Life Plus Cancer in Old Dominion

Jeralyn Merritt at  TalkLeft came up with this charming sentence, for those who thought a life sentence wasn’t harsh enough.  For Bennett Barbour, convicted of rape in 1978, it applied


Investigators knocked on Bennett S. Barbour’s door on Valentine’s Day 1978 and arrested him on a charge of raping a College of William and Mary student at gunpoint a week earlier.


The slight, 22-year-old handyman from rural Charles City County had been married just a few months when he was taken into custody, the romantic greeting card and box of candy for his pregnant wife left unopened.


Today, Barbour is a divorced, 56-year-old convicted sex offender who has bone cancer, and who desperately wants to clear his name. “I ended up losing my wife,” he said. “I told them I didn’t do it, but they railroaded me and locked me up.”


Now, the state has proof that he is innocent.


Today, the judge in his case and his defense lawyer are both dead.  The prosecutor can’t remember him, and the trial transcript is long lost.  But Barbour is now conclusively proven innocent of the rape by DNA, which the prosecution has known for 18 months.  Why it took so long to reach closure isn’t clear, but everyone now concedes that he’s innocent.

Then again, no one was all that convinced at the time he was convicted.



Arrest records show Barbour was 5 feet 6 inches tall and weighed 115 pounds at the time. The victim was 5 feet 8 and weighed 135 pounds, Barbour said.


Also, a March 24, 1978, forensic lab report obtained by Barbour’s current lawyers shows that even the relatively crude blood typing performed on seminal fluid left by the assailant strongly suggested that Barbour was not the attacker. The seminal fluid was left by someone who is Type A, as was the victim. Barbour is Type B.


And “negro” hairs taken from the crime scene were said to be “not consistent” with a sample from Barbour, the report said.


Still, the jury found Barbour guilty, siding with the identification made by the 19-year-old victim who, according to a probation office report, identified him by police mug shots and in a lineup.


And if that’s not enough, consider:



Barbour had a solid alibi; he did not match the suspect’s description; he has brittle bone disease; and he did not have a gun, said Enright.


“But (the victim’s) identification of him still wins that contest.”


Of course, eyewitness IDs are easily challenged through the usual means. No reason to worry there, according to our Supreme Court

Fortunately, Barbour wasn’t sitting in a cell the whole time, having received a ten year sentence and been released on his first parole date.  Even the cops who investigated him and the probation officer who wrote him up suggested that he might not be guilty, and that he posed no threat to anyone.

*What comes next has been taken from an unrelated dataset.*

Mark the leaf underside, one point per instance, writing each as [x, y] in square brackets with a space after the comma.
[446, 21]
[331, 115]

Yet Barbour not only did his time, but spent the intervening years as a sex offender, a convicted rapist, losing his family and then his health to bone cancer.  On the flip side, a rapist remained at liberty to enjoy the life that Barbour lost.

So now the world knows that Bennett Barbour is no rapist. Maybe he’ll get some restitution for his troubles. Maybe not.  Nothing will give him back the life he would have had but for that knock on the door on Valentine’s Day, 1978, and some will take comfort in the fact that he was proven innocent in 2012, 34 years later.  Great system.

H/T Rob Robertson

2 thoughts on “Life Plus Cancer in Old Dominion

  1. Frank

    How do you give back 34 years?

    And the worst part is that even with all this new tech innocent pople still get railroaded.